The company is going to be selective with its new initiative. Zhuang believed the timing is apt, and explained the same too.
“On peak days over the summer our room nights stayed already represented around 10% of China's total hotel market. With our rapidly expanding scale, now is the right time to start to leverage a merchant model in a strategic deliberate way,” he said.
Another major development that is worth keeping an eye on is Qunar displaying location-based hotel data through the Baidu Maps interface. The OTA is to integrate hotel information and products into the PC and mobile app versions of Baidu Maps, as announced in June this year.
On the expenditure side, Qunar continued to target new mobile users through offline channels. Sales and marketing expenses for Q2 were RMB703 million, up 227 y-o-y.
Yilu Zhao, chief financial officer of Qunar, indicated that new users brought in by the campaign featuring the offline channels were “highly engaged”.
“Their retention and repeat ratio in the weeks and the months following their initial transactions were on average slightly better than the users we acquired through regular online marketing channels,” said Zhao.
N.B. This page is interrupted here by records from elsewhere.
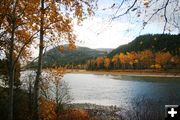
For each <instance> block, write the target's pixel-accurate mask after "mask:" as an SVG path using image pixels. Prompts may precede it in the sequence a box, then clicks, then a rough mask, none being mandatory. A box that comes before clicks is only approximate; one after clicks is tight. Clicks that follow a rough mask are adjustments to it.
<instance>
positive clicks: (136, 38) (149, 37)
mask: <svg viewBox="0 0 180 120" xmlns="http://www.w3.org/2000/svg"><path fill="white" fill-rule="evenodd" d="M147 49H148V50H151V51H153V52H158V51H161V52H162V51H164V52H166V51H169V52H170V53H171V54H173V55H178V56H179V55H180V35H169V34H155V35H151V34H148V35H141V36H139V37H137V38H135V40H133V41H132V42H130V43H128V44H125V45H121V46H119V47H118V48H116V49H114V50H113V51H112V52H110V53H109V54H108V56H109V57H112V56H114V55H116V54H119V53H120V52H124V53H125V52H131V51H143V50H147Z"/></svg>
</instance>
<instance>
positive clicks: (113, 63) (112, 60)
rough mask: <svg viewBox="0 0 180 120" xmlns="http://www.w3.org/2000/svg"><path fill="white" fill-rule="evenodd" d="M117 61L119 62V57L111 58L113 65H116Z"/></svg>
mask: <svg viewBox="0 0 180 120" xmlns="http://www.w3.org/2000/svg"><path fill="white" fill-rule="evenodd" d="M118 61H119V56H118V54H117V55H115V56H113V58H112V62H113V64H114V65H117V63H118Z"/></svg>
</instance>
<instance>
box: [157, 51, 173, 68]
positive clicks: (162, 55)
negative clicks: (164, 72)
mask: <svg viewBox="0 0 180 120" xmlns="http://www.w3.org/2000/svg"><path fill="white" fill-rule="evenodd" d="M155 56H156V58H155V61H156V63H158V64H161V65H164V64H165V63H167V62H169V61H170V60H171V58H172V55H171V54H170V53H169V52H166V53H163V52H158V53H156V55H155Z"/></svg>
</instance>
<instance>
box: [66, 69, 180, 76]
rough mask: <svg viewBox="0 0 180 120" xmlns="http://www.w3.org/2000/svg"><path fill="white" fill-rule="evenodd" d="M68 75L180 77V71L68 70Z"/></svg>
mask: <svg viewBox="0 0 180 120" xmlns="http://www.w3.org/2000/svg"><path fill="white" fill-rule="evenodd" d="M66 73H81V74H100V75H103V74H107V75H127V76H150V77H180V70H179V71H178V70H171V71H170V70H169V71H164V70H111V71H104V70H99V71H87V70H80V69H67V70H66Z"/></svg>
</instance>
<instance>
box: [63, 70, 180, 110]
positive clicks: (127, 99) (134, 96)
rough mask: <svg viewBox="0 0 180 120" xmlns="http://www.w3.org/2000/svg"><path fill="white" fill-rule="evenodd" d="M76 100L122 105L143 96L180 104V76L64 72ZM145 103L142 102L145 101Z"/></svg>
mask: <svg viewBox="0 0 180 120" xmlns="http://www.w3.org/2000/svg"><path fill="white" fill-rule="evenodd" d="M63 80H64V81H66V82H67V83H68V84H69V87H70V93H71V95H72V97H73V98H74V100H73V101H72V102H73V103H93V104H98V105H116V106H120V107H123V108H126V107H128V106H131V105H132V103H133V102H137V101H138V100H139V101H141V100H142V98H145V99H148V100H150V101H151V102H152V101H153V102H152V103H155V102H156V103H158V104H161V105H162V106H164V105H165V104H180V78H178V77H150V76H146V77H145V76H126V75H117V76H114V75H97V74H75V73H68V74H65V76H64V77H63ZM142 102H143V101H142Z"/></svg>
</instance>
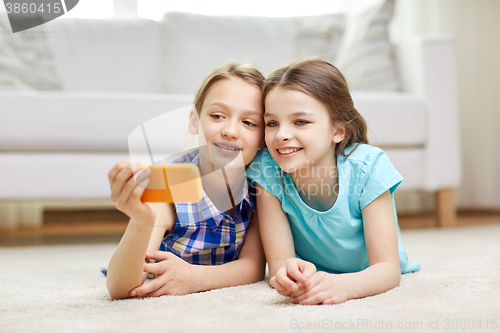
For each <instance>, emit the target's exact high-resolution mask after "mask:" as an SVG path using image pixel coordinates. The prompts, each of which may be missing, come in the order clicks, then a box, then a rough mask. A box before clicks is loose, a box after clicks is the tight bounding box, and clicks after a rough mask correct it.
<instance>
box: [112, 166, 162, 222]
mask: <svg viewBox="0 0 500 333" xmlns="http://www.w3.org/2000/svg"><path fill="white" fill-rule="evenodd" d="M143 169H144V167H143V166H142V164H141V163H134V164H131V163H130V161H129V160H121V161H120V162H119V163H117V164H116V165H115V166H114V167H113V168H112V169H111V170H110V171H109V173H108V179H109V185H110V187H111V195H110V198H111V201H112V202H113V203H114V204H115V206H116V208H117V209H118V210H119V211H121V212H123V213H125V214H126V215H127V216H128V217H130V218H131V219H134V220H136V221H138V222H141V223H147V224H153V223H154V221H155V218H156V214H155V212H154V210H153V208H152V206H151V205H150V204H148V203H144V202H142V201H141V196H142V194H143V192H144V190H145V188H146V187H147V186H148V184H149V181H150V174H151V170H150V169H149V168H147V169H145V170H144V171H143V172H141V171H142V170H143ZM137 173H139V174H138V176H137V181H136V180H135V179H134V175H135V174H137Z"/></svg>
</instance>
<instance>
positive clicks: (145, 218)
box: [107, 63, 265, 299]
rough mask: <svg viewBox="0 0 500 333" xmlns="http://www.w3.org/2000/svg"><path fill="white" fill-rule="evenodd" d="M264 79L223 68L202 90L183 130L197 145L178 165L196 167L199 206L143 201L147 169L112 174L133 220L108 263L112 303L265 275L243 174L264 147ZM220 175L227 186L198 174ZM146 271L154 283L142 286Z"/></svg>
mask: <svg viewBox="0 0 500 333" xmlns="http://www.w3.org/2000/svg"><path fill="white" fill-rule="evenodd" d="M263 82H264V77H263V76H262V74H261V73H260V72H259V71H258V70H257V69H255V68H253V67H250V66H242V65H238V64H236V63H228V64H225V65H222V66H220V67H218V68H216V69H215V70H214V71H213V72H212V73H211V74H210V75H209V76H208V77H207V78H206V79H205V81H204V82H203V84H202V86H201V87H200V89H199V91H198V93H197V95H196V97H195V103H194V104H195V110H193V111H191V114H190V117H189V125H188V126H189V127H188V129H189V132H190V133H191V134H199V146H200V148H199V149H196V150H193V151H191V152H189V153H188V154H186V155H184V156H181V157H180V158H179V159H177V160H176V162H177V163H194V164H197V165H198V167H199V169H200V173H201V175H202V182H203V188H204V196H203V199H202V200H201V201H200V202H198V203H193V204H167V203H143V202H142V201H141V199H140V198H141V196H142V193H143V192H144V188H145V187H147V184H148V183H149V177H148V175H146V174H145V173H144V172H141V174H140V175H139V177H138V178H137V182H136V181H135V179H134V177H133V176H134V174H135V173H137V172H139V171H141V169H142V168H141V166H140V165H137V164H136V165H131V164H130V161H128V160H123V161H121V162H119V163H118V164H116V165H115V166H114V167H113V168H112V169H111V170H110V172H109V174H108V177H109V182H110V185H111V200H112V201H113V202H114V203H115V205H116V207H117V209H118V210H120V211H122V212H124V213H125V214H127V215H128V216H129V217H130V222H129V224H128V227H127V229H126V231H125V234H124V236H123V238H122V240H121V242H120V244H119V245H118V247H117V249H116V251H115V253H114V255H113V256H112V258H111V261H110V263H109V266H108V272H107V287H108V291H109V294H110V296H111V298H112V299H121V298H127V297H153V296H161V295H182V294H188V293H193V292H198V291H204V290H210V289H215V288H222V287H228V286H234V285H241V284H247V283H253V282H257V281H260V280H262V279H263V278H264V269H265V257H264V252H263V249H262V244H261V241H260V236H259V230H258V223H257V214H252V212H253V211H254V208H255V207H254V204H255V186H254V185H253V183H252V182H250V181H249V180H248V179H247V178H246V176H245V172H244V171H245V169H244V167H245V166H246V165H248V164H249V163H250V162H251V161H252V159H253V158H254V157H255V155H256V153H257V151H258V149H259V146H260V145H261V144H262V142H263V137H264V121H263V113H264V110H263V103H262V93H261V88H262V85H263ZM147 170H149V169H147ZM217 170H219V171H220V170H224V171H225V173H224V176H225V180H226V181H225V182H221V181H219V178H217V179H216V178H215V177H203V176H206V175H210V174H211V173H213V174H215V171H217ZM142 175H146V177H145V178H141V177H142ZM226 183H227V184H231V186H230V190H231V191H230V196H231V197H232V200H231V204H230V205H229V206H227V205H223V204H222V201H221V198H220V197H221V194H225V197H228V188H227V185H226ZM222 196H223V197H224V195H222ZM237 198H241V200H240V201H238V200H235V199H237ZM219 208H220V209H222V210H223V211H220V210H219ZM165 235H166V236H165ZM158 249H160V251H158ZM155 261H156V262H155ZM148 273H155V274H156V278H155V279H153V280H151V281H150V282H148V283H146V284H143V283H144V281H145V279H146V277H147V274H148Z"/></svg>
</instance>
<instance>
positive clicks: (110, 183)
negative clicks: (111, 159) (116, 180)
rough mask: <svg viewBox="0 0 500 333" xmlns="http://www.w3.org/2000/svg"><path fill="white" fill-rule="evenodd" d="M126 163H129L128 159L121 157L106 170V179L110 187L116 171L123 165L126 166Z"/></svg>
mask: <svg viewBox="0 0 500 333" xmlns="http://www.w3.org/2000/svg"><path fill="white" fill-rule="evenodd" d="M128 164H130V161H129V160H126V159H123V160H121V161H120V162H118V163H116V164H115V165H114V166H113V168H111V170H109V172H108V181H109V185H110V187H112V185H113V183H114V182H115V178H116V175H117V174H118V172H120V171H121V170H122V169H123V168H124V167H126V166H127V165H128Z"/></svg>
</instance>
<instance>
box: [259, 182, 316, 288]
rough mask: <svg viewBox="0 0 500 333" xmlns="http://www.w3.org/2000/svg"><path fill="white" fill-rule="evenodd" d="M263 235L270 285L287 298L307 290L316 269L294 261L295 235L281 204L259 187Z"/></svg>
mask: <svg viewBox="0 0 500 333" xmlns="http://www.w3.org/2000/svg"><path fill="white" fill-rule="evenodd" d="M257 193H258V195H257V204H258V205H259V210H258V211H257V213H258V215H259V221H260V222H259V223H260V234H261V238H262V244H263V245H264V251H265V253H266V259H267V262H268V264H269V284H270V285H271V286H272V287H273V288H276V290H277V291H278V292H279V293H280V294H282V295H285V296H289V295H291V293H292V292H295V291H297V290H299V289H301V286H308V285H309V280H308V278H309V277H310V276H311V275H312V274H313V273H314V272H315V271H316V267H315V266H314V265H313V264H311V263H308V262H306V261H304V260H300V259H297V258H295V247H294V245H293V237H292V231H291V229H290V224H289V222H288V218H287V216H286V214H285V212H283V209H282V208H281V202H280V201H279V199H278V198H276V197H275V196H274V195H272V194H270V193H269V192H268V191H266V190H265V189H264V188H263V187H261V186H260V185H258V184H257Z"/></svg>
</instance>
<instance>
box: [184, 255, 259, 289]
mask: <svg viewBox="0 0 500 333" xmlns="http://www.w3.org/2000/svg"><path fill="white" fill-rule="evenodd" d="M193 271H194V274H195V279H196V283H195V285H196V287H195V290H193V292H198V291H206V290H212V289H217V288H224V287H231V286H237V285H243V284H249V283H254V282H258V281H261V280H263V279H264V273H265V261H262V260H256V259H252V258H250V257H248V258H240V259H237V260H234V261H231V262H228V263H226V264H223V265H217V266H204V265H193Z"/></svg>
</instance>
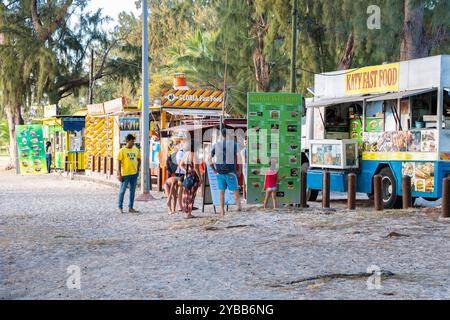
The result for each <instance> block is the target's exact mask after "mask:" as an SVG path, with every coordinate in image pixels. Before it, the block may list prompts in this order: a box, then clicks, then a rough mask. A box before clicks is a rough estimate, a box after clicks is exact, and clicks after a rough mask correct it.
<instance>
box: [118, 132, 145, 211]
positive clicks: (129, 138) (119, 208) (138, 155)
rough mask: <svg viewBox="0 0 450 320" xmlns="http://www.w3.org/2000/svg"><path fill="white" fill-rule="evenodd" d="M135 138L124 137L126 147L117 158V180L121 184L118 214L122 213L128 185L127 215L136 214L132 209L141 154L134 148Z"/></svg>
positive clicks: (132, 208)
mask: <svg viewBox="0 0 450 320" xmlns="http://www.w3.org/2000/svg"><path fill="white" fill-rule="evenodd" d="M135 141H136V138H135V137H134V136H133V135H132V134H129V135H128V136H127V137H126V145H125V147H123V148H122V149H120V151H119V154H118V156H117V160H118V166H117V168H118V169H117V179H118V180H119V181H120V182H121V183H122V184H121V186H120V192H119V213H123V198H124V196H125V191H126V190H127V187H128V185H130V202H129V205H128V207H129V210H128V212H129V213H138V211H136V210H135V209H134V196H135V194H136V186H137V182H138V177H139V171H140V168H141V152H140V151H139V149H138V148H136V147H135V145H134V143H135Z"/></svg>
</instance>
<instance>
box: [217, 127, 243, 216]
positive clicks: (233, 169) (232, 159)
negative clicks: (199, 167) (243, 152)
mask: <svg viewBox="0 0 450 320" xmlns="http://www.w3.org/2000/svg"><path fill="white" fill-rule="evenodd" d="M238 150H239V148H238V145H237V143H236V142H235V141H234V139H233V140H232V139H228V138H227V130H226V129H222V131H221V140H219V141H218V142H217V143H215V144H214V146H213V147H212V150H211V155H210V159H209V163H210V166H211V169H212V170H213V172H214V173H215V174H216V175H217V182H218V186H219V191H220V214H221V215H222V216H224V215H225V191H226V190H227V189H228V190H230V191H232V192H233V194H234V199H235V201H236V205H237V210H238V211H241V210H242V207H241V202H240V199H239V183H238V176H240V175H241V173H240V172H238V170H239V169H238V166H237V163H241V159H240V153H239V152H238ZM213 159H215V160H214V161H213Z"/></svg>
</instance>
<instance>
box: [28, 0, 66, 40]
mask: <svg viewBox="0 0 450 320" xmlns="http://www.w3.org/2000/svg"><path fill="white" fill-rule="evenodd" d="M72 3H73V0H67V1H66V2H65V3H64V5H62V6H61V8H60V9H59V10H58V11H57V13H56V15H55V17H54V18H53V19H52V20H51V22H50V23H49V24H48V25H47V26H44V25H43V23H42V21H41V18H40V16H39V13H38V8H37V0H31V9H30V11H31V20H32V22H33V27H34V29H35V30H36V32H37V34H38V37H39V39H40V40H41V41H45V40H51V36H52V35H53V33H54V32H55V30H56V29H57V28H58V27H59V26H60V24H61V22H62V21H63V20H64V18H65V16H66V14H67V11H68V10H69V8H70V6H71V5H72Z"/></svg>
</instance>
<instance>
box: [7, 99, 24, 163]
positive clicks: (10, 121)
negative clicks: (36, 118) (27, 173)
mask: <svg viewBox="0 0 450 320" xmlns="http://www.w3.org/2000/svg"><path fill="white" fill-rule="evenodd" d="M5 111H6V118H7V119H8V126H9V165H8V167H10V168H15V167H16V159H17V155H18V153H17V143H16V140H17V139H16V125H21V124H23V123H24V122H23V118H22V114H21V107H20V106H6V108H5Z"/></svg>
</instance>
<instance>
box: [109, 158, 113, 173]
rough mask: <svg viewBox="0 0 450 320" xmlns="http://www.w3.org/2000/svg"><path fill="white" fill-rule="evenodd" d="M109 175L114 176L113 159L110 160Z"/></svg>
mask: <svg viewBox="0 0 450 320" xmlns="http://www.w3.org/2000/svg"><path fill="white" fill-rule="evenodd" d="M109 174H110V175H111V176H113V175H114V158H113V157H111V158H109Z"/></svg>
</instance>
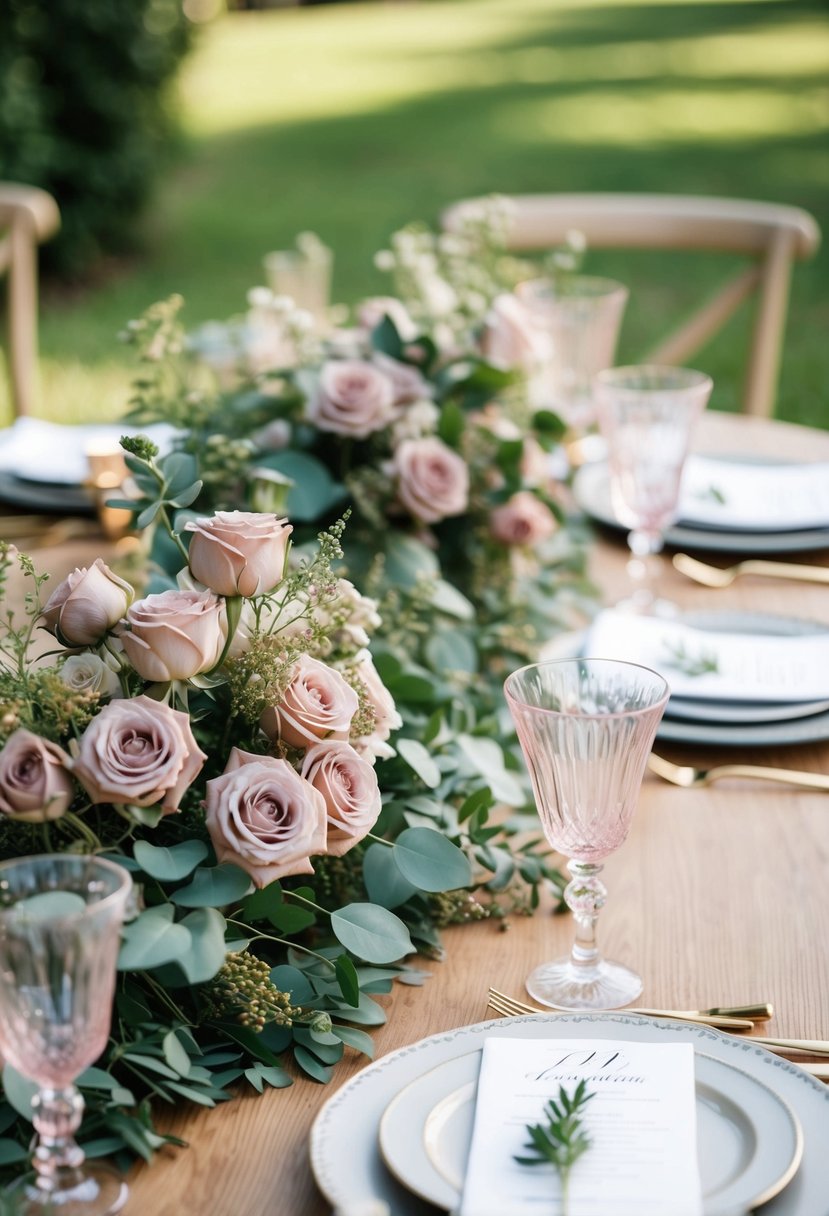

The company is confident that with current momentum (featuring hotel volume and mobile user base growth, along with the efficacy of offline campaigns) and sustained operating leverage, through scale and automation the team would achieve its quarterly non-GAAP profitability target by the end of 2016.
Qunar shared that its flight take rate is now over 2% and hotel take rate is now over 5%. Even as volume would drive revenue surge, increment in take rate would play a crucial role in attaining profitability in the time to come.
When compared with targeted revenue generation, the company intends to bank on its technology prowess to keep its overall headcount under check. Total headcount at the end of June was around 8,000 and the figure for this year is around 9,000.